José do Vale Pinheiro Feitosa disse...

Mércio: do mesmo modo que deve ser difícil falar da FUNAI no estágio atual de sua institucionalidade, pior fica se contrapor a você sobre o papel da FUNASA. Mas a minha tese é a mesma tua, com uma diferença na conclusão. A tese é que precisamos de uma única política indigenista com seus componentes próprios e considerando a complexidade do mundo interligado. A FUNASA de hoje não é herdeira de grande coisa, aliás nem o ministério da saúde o é, mas certamente na formação dos médicos de saúde pública existe um fio solto que ainda pode ser resgatado. Se houve uma política coerente no passado, não seria difícil pegar a FIOCRUZ ou outra escola de saúde pública do Brasil e retomar a linha de Noel Nutels.

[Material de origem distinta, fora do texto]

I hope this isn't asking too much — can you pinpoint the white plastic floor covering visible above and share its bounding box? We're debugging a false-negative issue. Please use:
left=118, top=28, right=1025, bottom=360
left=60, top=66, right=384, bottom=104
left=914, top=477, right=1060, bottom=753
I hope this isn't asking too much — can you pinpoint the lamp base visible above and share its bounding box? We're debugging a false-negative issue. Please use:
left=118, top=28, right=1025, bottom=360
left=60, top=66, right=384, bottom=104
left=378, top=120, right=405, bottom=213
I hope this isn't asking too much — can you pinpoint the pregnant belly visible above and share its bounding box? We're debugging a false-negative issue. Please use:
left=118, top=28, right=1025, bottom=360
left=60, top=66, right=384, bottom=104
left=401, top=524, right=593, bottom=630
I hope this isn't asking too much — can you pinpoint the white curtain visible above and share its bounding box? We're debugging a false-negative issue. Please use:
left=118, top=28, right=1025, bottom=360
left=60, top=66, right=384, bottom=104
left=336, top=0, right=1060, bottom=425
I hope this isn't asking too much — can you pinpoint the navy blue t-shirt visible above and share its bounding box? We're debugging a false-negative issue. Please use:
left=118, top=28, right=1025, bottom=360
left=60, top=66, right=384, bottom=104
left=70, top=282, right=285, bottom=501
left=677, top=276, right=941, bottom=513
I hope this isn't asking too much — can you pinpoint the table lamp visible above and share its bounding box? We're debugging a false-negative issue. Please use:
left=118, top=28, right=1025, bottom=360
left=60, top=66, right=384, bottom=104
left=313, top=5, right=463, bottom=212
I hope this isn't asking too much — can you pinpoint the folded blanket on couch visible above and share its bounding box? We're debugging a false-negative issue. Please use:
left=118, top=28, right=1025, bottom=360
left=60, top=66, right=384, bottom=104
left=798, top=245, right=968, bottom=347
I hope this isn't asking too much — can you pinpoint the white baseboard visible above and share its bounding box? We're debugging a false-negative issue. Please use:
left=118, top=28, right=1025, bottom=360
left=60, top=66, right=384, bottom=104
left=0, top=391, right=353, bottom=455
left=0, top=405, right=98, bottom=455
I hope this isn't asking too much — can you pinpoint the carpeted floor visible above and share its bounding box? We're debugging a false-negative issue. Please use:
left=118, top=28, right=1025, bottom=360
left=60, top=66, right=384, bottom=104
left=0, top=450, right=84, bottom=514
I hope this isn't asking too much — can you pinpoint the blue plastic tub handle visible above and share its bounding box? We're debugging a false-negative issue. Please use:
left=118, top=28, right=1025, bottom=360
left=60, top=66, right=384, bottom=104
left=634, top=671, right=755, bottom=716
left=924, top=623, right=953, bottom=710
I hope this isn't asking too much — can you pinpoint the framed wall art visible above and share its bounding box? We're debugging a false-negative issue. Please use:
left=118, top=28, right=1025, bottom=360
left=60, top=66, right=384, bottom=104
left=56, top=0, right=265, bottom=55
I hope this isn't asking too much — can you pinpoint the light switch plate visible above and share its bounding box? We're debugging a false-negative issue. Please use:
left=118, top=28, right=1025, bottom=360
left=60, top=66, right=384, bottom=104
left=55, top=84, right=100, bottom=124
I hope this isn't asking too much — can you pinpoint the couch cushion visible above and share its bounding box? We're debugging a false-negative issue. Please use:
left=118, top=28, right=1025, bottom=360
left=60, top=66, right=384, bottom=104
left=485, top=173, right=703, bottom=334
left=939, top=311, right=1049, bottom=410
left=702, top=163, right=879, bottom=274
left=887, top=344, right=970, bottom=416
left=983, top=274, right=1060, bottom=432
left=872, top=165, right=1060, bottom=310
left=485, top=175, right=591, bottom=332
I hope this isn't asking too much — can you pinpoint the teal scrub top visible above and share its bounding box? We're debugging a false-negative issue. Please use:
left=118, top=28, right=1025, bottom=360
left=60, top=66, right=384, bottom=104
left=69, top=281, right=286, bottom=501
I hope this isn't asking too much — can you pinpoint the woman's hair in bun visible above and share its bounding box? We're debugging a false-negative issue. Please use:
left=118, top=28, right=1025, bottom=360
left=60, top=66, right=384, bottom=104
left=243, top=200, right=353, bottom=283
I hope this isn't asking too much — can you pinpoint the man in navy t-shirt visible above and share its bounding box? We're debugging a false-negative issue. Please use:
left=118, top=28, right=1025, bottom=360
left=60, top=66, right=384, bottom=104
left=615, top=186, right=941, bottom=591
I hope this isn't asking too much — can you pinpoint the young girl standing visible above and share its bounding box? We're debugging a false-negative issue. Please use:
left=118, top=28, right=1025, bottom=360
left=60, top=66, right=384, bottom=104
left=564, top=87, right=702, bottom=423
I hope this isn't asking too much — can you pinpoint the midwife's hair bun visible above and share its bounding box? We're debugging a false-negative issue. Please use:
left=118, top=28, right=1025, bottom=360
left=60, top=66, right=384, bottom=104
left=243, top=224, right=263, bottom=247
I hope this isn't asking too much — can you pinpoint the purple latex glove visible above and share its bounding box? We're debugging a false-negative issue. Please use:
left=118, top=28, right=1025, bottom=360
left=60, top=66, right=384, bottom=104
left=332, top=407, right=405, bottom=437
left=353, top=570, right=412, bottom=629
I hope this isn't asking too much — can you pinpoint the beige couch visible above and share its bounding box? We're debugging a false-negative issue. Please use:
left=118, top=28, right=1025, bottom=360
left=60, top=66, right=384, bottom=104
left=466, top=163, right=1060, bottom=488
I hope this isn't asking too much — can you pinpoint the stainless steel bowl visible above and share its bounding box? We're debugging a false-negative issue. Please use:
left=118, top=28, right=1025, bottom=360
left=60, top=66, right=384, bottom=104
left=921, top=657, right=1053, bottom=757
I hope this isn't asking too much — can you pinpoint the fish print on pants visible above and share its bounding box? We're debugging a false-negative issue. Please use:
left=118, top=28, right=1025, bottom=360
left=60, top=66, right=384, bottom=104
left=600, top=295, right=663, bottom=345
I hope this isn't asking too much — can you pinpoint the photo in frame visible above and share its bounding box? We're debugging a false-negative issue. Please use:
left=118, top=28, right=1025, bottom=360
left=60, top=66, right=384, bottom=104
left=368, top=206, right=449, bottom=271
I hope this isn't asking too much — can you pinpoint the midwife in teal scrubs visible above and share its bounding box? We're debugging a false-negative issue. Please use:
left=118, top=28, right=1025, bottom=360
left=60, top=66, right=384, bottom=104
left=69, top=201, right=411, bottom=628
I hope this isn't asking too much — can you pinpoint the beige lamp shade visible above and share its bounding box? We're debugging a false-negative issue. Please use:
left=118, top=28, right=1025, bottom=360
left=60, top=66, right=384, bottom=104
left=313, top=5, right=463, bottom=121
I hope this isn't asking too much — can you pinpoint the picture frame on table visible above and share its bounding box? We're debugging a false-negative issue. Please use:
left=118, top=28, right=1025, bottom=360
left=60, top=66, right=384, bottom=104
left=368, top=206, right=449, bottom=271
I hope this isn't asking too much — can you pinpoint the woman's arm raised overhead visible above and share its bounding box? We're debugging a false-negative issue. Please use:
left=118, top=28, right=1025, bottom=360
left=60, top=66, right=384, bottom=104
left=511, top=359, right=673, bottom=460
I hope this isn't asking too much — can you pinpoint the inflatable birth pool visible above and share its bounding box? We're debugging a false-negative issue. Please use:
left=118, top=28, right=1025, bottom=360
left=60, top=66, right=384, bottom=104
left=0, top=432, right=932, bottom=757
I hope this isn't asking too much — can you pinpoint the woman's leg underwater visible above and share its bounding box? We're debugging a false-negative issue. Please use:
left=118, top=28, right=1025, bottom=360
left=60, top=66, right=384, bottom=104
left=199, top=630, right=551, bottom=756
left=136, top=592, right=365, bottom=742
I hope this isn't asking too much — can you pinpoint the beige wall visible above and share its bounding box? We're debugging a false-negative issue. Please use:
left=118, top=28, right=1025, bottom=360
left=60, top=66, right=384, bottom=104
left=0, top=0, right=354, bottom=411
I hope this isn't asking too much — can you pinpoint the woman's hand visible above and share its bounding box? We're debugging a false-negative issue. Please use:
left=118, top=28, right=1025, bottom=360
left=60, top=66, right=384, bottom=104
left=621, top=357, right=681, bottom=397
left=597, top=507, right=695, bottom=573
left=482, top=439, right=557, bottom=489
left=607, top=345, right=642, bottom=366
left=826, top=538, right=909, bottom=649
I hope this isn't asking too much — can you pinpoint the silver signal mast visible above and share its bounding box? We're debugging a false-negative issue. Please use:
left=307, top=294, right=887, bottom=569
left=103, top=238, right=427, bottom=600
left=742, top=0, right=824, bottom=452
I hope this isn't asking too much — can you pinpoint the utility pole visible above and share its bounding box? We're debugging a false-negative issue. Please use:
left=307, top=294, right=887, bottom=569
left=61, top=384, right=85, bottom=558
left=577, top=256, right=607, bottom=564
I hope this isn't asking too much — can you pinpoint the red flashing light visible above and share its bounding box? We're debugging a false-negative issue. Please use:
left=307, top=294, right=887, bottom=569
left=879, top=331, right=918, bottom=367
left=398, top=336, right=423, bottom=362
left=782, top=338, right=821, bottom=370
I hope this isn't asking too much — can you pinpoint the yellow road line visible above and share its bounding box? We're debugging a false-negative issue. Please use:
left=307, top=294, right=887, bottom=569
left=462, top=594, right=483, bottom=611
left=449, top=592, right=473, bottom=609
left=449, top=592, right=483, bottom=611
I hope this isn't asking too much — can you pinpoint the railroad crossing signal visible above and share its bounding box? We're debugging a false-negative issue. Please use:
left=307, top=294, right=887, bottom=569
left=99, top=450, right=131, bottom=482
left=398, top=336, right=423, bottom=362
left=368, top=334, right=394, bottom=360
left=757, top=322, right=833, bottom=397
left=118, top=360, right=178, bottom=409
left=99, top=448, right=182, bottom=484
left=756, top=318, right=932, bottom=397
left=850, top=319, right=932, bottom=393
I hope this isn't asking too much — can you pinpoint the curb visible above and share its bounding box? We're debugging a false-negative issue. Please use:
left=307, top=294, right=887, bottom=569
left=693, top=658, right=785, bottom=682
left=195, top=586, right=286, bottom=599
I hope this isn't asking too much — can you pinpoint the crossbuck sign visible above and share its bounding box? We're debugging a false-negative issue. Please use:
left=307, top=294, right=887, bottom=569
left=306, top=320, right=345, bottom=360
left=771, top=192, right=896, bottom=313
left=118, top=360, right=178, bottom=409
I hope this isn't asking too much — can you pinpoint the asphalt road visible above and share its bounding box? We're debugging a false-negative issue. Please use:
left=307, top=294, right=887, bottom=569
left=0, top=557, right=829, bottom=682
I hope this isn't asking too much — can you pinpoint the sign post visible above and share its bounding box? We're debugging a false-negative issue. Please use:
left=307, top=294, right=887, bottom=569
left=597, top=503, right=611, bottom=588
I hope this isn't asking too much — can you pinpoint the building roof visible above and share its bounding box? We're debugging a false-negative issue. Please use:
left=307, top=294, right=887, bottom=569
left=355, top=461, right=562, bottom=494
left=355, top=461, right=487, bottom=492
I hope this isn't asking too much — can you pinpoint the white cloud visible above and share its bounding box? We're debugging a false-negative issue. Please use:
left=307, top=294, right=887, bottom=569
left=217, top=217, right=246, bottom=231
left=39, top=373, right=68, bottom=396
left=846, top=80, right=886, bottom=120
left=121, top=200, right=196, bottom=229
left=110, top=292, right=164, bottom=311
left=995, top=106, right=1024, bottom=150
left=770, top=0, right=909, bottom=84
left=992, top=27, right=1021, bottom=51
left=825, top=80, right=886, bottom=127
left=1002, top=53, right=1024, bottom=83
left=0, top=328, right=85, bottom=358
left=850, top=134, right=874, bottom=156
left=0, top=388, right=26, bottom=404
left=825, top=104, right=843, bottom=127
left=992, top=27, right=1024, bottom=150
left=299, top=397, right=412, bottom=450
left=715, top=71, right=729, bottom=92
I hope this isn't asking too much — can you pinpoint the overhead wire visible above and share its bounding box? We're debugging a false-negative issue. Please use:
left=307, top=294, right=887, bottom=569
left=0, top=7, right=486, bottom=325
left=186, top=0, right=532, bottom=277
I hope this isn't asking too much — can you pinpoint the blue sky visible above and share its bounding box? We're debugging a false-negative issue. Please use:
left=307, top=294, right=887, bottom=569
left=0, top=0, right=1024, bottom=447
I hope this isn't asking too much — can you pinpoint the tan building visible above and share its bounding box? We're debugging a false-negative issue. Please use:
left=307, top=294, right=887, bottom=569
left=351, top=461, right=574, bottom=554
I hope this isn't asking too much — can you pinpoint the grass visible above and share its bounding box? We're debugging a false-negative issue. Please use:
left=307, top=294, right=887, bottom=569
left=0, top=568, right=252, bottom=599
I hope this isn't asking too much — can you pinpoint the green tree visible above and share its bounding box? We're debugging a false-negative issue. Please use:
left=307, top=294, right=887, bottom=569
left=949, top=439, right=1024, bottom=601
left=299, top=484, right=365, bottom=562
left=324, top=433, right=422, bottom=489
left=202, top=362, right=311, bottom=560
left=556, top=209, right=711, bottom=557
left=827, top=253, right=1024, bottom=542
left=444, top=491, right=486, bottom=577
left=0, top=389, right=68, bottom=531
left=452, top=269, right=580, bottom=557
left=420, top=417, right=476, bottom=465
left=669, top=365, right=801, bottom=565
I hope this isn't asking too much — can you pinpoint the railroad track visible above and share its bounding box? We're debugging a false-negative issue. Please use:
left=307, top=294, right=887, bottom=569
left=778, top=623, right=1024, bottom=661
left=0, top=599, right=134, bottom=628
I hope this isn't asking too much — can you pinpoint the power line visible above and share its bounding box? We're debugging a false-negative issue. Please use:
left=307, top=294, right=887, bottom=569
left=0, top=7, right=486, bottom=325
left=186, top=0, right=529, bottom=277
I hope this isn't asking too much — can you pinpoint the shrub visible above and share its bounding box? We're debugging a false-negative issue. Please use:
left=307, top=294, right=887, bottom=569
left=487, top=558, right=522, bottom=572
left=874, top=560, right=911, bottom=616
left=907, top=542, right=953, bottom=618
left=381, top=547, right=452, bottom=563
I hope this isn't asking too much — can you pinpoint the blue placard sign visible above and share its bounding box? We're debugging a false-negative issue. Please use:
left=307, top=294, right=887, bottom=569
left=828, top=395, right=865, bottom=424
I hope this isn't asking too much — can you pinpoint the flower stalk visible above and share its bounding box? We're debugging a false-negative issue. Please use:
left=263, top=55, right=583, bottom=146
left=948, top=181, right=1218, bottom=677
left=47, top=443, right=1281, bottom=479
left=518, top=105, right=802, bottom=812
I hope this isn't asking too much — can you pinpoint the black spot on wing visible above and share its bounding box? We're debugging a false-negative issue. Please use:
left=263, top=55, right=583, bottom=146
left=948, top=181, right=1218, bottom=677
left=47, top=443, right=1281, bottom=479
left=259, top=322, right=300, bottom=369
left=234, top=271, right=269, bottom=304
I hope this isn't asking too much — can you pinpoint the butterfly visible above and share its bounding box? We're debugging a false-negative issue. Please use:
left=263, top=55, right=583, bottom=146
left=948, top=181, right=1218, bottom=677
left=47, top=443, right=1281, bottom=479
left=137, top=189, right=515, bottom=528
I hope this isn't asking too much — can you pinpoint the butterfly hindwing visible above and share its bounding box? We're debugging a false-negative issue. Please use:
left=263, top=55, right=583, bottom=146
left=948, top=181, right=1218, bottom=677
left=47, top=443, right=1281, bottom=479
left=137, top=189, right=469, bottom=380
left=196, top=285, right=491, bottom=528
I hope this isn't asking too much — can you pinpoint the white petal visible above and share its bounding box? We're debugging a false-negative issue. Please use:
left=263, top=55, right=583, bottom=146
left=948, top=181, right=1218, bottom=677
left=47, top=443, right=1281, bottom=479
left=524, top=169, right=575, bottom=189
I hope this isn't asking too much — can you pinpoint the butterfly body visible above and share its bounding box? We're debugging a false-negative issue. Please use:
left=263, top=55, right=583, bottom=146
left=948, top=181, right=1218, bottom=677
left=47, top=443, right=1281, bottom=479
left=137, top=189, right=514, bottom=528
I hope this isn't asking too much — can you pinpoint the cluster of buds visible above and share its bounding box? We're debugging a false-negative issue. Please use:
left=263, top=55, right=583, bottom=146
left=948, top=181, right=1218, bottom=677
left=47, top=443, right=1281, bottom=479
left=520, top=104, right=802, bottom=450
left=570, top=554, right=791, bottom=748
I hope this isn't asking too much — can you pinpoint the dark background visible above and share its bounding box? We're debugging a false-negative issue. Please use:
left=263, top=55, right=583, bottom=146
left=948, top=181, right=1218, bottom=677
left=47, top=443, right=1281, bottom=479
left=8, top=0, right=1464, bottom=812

Estou falando da linha, não cabe simplesmente considerar as diferenças de técnicas que são enormes entre os anos. Mas algumas linhas são dele e podem ser retomadas: forte logística com as forças armadas; ações de promoção de saúde (autonomia do índio, proteção dos contatos com doenças infecciosas, recursos locais); equipes de governo dedicadas ao assunto (especializadas antropologicamente, em doenças mais típicas, em ecologia médica etc.); forte sistema de informação com vistas ao conhecimento; liderança e disciplina de objetivos. A vantagem de que isso faça parte do Sistema Único de Saúde é que no seu imenso orçamento tem que haver finalidade em relação ao índio. Agora uma ressalva que a política indígena não pode aceitar: é ser municipalizada, não pode pois a política é única, a sua divisão é territorial mas de base étnica e não administrativa. Ou seja a políitica indigenista não segue a diretrizes de descentralização administrativa da educação e saúde.

Anônimo disse...

Na verdade só tenho a dizer que é sofrivel essa reportagem, pois deveriam no minímo levantar melhor as informações...Paulo Santilli é da identificação e não faz demarcação física! e o Advogado Aloisio era do CTI...nossa que orientou e informou O GLOBO estava muito sem informações!!!!